G-OGIL c/n SH3068, first flew on April 8, 1981 and was registered as G-BITV two days later. It was delivered to Inter-City Airlines on May 25. 1981 and served with them for two years before being leased to British Air Ferries. Following service with Air Ecosse and Connectair, G-BITV joined Newcastle-based operator Gill Air in 1989 where it was registered G-OGIL.
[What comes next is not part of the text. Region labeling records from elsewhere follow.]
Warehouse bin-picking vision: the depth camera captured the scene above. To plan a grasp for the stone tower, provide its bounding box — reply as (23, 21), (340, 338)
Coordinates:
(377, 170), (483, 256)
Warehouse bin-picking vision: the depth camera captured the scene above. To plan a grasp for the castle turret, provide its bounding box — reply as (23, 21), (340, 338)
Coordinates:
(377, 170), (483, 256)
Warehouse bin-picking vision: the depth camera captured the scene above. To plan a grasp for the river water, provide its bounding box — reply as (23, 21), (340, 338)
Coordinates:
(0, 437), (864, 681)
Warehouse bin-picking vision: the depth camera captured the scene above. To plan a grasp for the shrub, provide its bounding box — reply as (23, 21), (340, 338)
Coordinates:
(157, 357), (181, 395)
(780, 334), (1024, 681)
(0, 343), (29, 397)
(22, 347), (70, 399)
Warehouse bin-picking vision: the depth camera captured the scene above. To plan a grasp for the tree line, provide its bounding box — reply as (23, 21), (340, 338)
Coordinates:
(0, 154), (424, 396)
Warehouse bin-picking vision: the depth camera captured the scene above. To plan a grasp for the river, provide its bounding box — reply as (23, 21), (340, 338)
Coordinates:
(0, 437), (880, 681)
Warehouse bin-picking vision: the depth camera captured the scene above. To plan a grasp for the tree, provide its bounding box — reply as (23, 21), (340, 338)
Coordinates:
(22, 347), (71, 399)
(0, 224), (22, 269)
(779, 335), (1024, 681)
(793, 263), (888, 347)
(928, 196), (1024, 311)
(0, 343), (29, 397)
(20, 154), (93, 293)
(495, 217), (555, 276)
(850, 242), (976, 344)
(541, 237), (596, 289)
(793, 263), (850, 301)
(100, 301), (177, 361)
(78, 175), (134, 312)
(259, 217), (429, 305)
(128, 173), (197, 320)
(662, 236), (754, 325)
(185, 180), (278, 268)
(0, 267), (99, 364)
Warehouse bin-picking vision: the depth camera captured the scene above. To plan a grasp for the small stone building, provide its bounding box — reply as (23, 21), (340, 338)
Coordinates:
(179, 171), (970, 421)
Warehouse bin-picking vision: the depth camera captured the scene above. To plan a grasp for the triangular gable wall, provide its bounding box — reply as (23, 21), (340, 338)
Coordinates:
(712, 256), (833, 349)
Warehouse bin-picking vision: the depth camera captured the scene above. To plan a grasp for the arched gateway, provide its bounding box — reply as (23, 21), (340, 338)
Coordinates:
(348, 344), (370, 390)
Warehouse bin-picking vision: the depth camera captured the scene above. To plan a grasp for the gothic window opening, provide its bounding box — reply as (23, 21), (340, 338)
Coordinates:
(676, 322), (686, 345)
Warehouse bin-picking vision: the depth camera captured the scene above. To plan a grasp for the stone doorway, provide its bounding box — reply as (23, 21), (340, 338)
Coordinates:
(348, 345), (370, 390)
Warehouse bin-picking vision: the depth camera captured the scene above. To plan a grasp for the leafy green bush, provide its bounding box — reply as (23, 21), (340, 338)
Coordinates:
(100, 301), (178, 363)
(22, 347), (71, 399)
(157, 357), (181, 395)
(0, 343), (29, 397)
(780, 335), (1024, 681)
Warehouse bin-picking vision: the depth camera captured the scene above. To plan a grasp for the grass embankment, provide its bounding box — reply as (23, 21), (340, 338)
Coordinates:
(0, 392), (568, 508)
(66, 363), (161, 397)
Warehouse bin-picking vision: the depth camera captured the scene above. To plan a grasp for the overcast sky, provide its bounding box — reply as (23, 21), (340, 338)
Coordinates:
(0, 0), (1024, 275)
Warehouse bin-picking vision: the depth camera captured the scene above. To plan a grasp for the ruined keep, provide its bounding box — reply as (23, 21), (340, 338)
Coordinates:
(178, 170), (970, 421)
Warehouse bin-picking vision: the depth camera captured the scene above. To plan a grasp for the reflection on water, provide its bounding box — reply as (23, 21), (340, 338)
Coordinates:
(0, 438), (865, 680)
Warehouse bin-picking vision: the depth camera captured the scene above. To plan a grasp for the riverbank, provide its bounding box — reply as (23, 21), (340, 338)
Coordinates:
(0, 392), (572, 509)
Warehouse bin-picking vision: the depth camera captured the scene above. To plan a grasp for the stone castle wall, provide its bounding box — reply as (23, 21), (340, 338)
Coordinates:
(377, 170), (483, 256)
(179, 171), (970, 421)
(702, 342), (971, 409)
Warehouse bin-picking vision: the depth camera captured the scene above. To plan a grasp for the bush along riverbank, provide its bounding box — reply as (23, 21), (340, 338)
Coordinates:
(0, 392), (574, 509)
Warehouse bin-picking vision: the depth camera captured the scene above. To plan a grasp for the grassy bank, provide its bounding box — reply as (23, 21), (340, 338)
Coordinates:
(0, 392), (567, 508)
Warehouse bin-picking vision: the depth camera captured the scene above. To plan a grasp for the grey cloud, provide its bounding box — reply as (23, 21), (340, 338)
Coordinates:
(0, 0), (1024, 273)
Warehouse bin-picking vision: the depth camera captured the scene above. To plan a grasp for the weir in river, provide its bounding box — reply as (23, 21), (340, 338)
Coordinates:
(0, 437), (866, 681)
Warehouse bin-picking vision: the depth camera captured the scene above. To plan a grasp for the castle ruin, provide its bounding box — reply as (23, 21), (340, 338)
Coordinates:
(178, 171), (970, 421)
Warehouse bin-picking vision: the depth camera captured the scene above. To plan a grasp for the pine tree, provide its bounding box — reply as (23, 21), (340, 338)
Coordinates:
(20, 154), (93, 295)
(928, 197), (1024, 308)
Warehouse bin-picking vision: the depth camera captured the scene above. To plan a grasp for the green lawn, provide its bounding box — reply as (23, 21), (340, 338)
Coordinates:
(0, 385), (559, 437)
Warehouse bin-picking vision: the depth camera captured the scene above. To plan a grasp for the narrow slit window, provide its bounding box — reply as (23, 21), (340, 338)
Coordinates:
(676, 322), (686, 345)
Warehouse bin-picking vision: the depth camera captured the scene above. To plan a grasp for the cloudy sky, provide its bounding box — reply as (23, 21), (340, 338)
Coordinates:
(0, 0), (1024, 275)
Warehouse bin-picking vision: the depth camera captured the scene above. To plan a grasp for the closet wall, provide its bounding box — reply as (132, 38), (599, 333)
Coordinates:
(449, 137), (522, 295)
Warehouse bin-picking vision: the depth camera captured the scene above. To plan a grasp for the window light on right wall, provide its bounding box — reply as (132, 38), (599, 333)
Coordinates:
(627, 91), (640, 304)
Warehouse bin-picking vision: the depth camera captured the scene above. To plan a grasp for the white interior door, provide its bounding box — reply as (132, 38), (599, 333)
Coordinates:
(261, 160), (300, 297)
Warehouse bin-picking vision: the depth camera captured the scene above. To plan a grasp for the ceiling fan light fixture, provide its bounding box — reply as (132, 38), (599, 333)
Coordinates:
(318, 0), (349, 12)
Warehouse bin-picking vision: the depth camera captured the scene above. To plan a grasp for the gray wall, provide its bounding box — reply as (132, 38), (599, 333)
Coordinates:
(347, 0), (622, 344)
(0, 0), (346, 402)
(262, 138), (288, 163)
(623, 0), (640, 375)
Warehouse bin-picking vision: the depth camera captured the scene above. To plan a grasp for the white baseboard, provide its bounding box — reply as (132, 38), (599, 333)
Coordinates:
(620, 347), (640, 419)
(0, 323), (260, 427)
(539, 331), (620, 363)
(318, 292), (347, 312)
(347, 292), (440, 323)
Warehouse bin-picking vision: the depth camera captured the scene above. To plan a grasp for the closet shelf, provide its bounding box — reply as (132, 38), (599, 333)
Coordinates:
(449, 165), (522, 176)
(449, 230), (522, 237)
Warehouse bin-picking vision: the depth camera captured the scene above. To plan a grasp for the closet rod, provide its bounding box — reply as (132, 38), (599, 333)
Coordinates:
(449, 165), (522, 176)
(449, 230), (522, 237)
It continued to serve with Gill until 1992, when a taxying accident saw the aircraft written off, or stored pending disposal. An employee with links to the North East Aircraft Museum suggested that this was an ideal aircraft to be preserved. The management at Gill Air agreed and G-OGIL was donated to the museum, arriving in April 1993 minus its engines and any serviceable parts that could still be used on the remaining fleet. On Sunday, February 23. 1997, the mammoth task began of moving the aircraft the short distance from its outside location. A number of existing aircraft had to be moved to make way for the 330 and it took seven hours, 20 volunteers, a crane and a low loader before G-OGIL was placed within the main display building. Having made sure the aircraft was out of the harsh north-eastern weather, thought turned to restoration. During the accident, the nose cone was damaged and this needs to be replaced. This is being completed from scratch because of the difficulties faced by the museum in locating an original. A number of perspex windows are missing. as are some of the cockpit instruments. However, links with local operators have proved useful in finding contacts with spares. With the aircraft under cover, the main restoration program got under way. This involved stripping out the seats, panels and floors from the inside, and locating and treating any corrosion. Considering the aircraft had been outdoors for a number of years, there was little evidence of any major corrosion taking hold. Other than the nose section, the exterior panels are in excellent condition and require very little work before the new paint scheme is applied.
Once the aircraft is restored externally, the internal restoration will see it fitted out so that disabled visitors can enter. A section will be restored so that visitors will see it as it was when in service; the museum has access to a full complement of seats.
A number of items are still required in order to complete the restoration, the main ones being a pair of propellors which will complete the aircraft externally. If anyone has any information regarding the whereabouts of a spare set, the museum would be glad to hear from them".